When the vehicle carrier Tranquil Ace docked at the Port of Nanaimo on March 8, it delivered the first Mercedes Benz cars in what would be a pilot-run of the new Vehicle Processing Centre (VPC) at the Port.
It’s been almost a year since the Port of Nanaimo announced the partnership between Western Stevedoring and the Auto Division of SSA Marine to set up a 60,000 square foot facility near the waterfront to do final detailing on European automobiles prior to their delivery to B.C. dealerships for sale.
The Federal government committed $6.3 million towards the project, which created up to 200 jobs during construction and will have around 100 jobs once full production begins in early April following the arrival of a full shipment of vehicles.
“This project came about after a lot of hard work behind the scenes,” says Port of Nanaimo Chair Michelle Corfield. “Watching the first pilot-run is very exciting, because it means the Vehicle Processing Centre is almost ready to open, and these well-paying jobs will be a real boost to the local economy.”
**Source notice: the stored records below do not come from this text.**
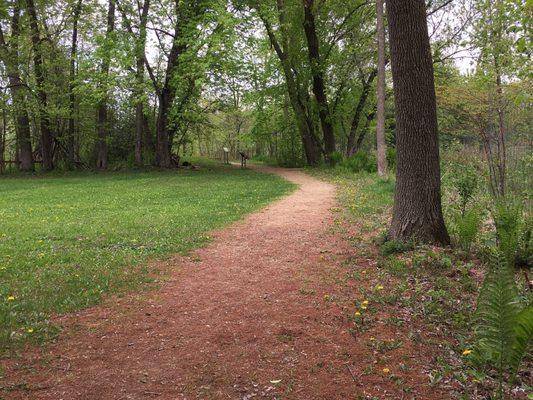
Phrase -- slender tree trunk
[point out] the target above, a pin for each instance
(380, 95)
(353, 145)
(71, 142)
(319, 86)
(139, 107)
(10, 58)
(3, 140)
(102, 111)
(46, 134)
(417, 212)
(303, 119)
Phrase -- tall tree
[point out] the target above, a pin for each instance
(72, 77)
(40, 79)
(380, 95)
(417, 212)
(296, 91)
(102, 109)
(9, 54)
(317, 72)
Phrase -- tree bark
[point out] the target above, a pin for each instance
(140, 117)
(319, 86)
(102, 111)
(417, 211)
(71, 141)
(381, 146)
(353, 144)
(38, 64)
(10, 58)
(303, 119)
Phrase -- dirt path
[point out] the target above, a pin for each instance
(245, 317)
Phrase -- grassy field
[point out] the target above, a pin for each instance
(66, 240)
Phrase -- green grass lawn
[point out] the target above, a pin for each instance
(65, 240)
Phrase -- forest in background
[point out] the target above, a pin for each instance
(94, 84)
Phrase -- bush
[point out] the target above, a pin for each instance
(359, 162)
(507, 217)
(335, 158)
(465, 183)
(504, 326)
(395, 247)
(466, 227)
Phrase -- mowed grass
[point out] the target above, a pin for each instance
(67, 240)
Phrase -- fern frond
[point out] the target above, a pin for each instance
(496, 314)
(523, 328)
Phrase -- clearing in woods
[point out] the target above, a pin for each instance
(248, 316)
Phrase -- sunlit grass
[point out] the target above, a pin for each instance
(65, 240)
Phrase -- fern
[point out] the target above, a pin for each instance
(523, 333)
(503, 329)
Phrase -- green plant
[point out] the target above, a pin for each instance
(504, 327)
(395, 247)
(507, 217)
(465, 182)
(466, 227)
(359, 162)
(335, 158)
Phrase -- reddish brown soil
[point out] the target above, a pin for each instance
(247, 317)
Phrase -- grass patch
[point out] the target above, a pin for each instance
(65, 240)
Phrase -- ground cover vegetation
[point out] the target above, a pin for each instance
(433, 97)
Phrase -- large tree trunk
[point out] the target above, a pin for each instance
(319, 86)
(44, 118)
(71, 140)
(417, 212)
(102, 112)
(380, 95)
(10, 58)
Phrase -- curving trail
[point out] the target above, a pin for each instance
(243, 318)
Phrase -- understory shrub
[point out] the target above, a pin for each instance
(504, 325)
(466, 226)
(360, 161)
(507, 217)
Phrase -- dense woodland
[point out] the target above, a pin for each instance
(436, 93)
(93, 84)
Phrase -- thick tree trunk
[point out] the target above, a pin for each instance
(102, 112)
(46, 134)
(319, 86)
(417, 212)
(10, 58)
(380, 93)
(71, 140)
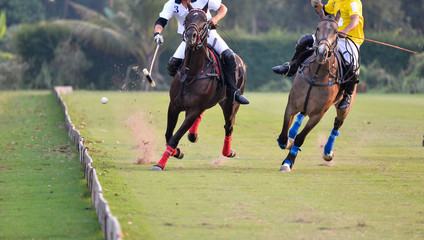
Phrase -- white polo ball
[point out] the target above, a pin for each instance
(104, 100)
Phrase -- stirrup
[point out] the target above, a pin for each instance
(242, 99)
(345, 102)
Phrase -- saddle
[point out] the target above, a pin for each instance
(343, 75)
(213, 68)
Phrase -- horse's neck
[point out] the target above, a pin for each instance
(195, 60)
(322, 72)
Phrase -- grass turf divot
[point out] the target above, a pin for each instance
(42, 189)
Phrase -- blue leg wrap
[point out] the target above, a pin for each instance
(330, 143)
(288, 162)
(294, 150)
(292, 156)
(296, 125)
(282, 146)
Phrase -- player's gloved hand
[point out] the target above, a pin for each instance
(315, 3)
(158, 38)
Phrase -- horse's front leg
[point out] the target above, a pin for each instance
(230, 111)
(192, 135)
(171, 149)
(288, 163)
(172, 120)
(283, 140)
(328, 154)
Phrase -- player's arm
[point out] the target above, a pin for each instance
(221, 12)
(354, 22)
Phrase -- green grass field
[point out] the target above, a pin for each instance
(373, 190)
(43, 194)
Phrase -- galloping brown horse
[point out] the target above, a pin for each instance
(315, 89)
(197, 87)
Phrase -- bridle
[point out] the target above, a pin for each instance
(324, 40)
(202, 32)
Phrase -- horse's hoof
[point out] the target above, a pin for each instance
(179, 154)
(156, 168)
(290, 143)
(193, 137)
(232, 154)
(328, 157)
(285, 168)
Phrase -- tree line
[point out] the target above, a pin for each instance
(96, 44)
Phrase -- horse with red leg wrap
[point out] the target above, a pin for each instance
(316, 87)
(197, 87)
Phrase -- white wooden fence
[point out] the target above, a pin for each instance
(108, 222)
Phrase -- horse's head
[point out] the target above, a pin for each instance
(326, 37)
(196, 26)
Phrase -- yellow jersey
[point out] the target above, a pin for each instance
(347, 9)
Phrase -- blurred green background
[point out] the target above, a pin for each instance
(94, 44)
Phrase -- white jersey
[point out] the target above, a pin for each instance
(175, 8)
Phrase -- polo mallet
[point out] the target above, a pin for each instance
(147, 73)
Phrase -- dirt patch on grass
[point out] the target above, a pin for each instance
(144, 135)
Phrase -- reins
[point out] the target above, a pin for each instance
(383, 43)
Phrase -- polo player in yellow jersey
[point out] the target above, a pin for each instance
(351, 23)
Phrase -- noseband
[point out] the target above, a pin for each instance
(202, 32)
(331, 46)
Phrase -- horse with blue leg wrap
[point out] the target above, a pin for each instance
(317, 86)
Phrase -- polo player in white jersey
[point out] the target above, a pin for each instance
(179, 9)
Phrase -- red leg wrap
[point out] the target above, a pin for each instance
(168, 153)
(195, 126)
(226, 150)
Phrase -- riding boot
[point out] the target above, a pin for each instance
(347, 96)
(302, 51)
(230, 68)
(173, 65)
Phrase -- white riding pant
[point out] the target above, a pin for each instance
(220, 45)
(349, 50)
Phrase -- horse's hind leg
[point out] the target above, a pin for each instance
(192, 135)
(288, 163)
(338, 122)
(229, 111)
(328, 148)
(283, 140)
Ian Marr, who was appointed Chief Executive Officer of the Port in January, says the Vehicle Processing Centre opens up new doors of opportunity for the Nanaimo region. Previously, European cars had been shipped to eastern Canada and sent across the country by rail. The expansion of the Panama Canal in Central America now allows those vehicles to be shipped directly to the West Coast.
“As the first auto carrier enters the Port of Nanaimo, we recognize that this is a historic event for our community,” says Marr. “This was a test of our protocols that will maintain the highest levels of safety for workers and the public.”
Once fully operational, the Vehicle Processing Centre will be able to handle between 10,000 and 12,000 vehicles per year, expanding to a possible 40,000 each year by as early as 2024.
The VPC test run wasn’t the only big news at the Port of Nanaimo, as Harbour Master Rodney Grounds announced that a two-day salvage operation by Global Diving and Salvage resulted in the raising of the Samantha J tugboat that sank in Northumberland Channel in October, 2014 while towing a wood chip barge.
Grounds said the salvage crew started their operation February 26, and using divers and remotely operated underwater equipment, the actual raising took two hours.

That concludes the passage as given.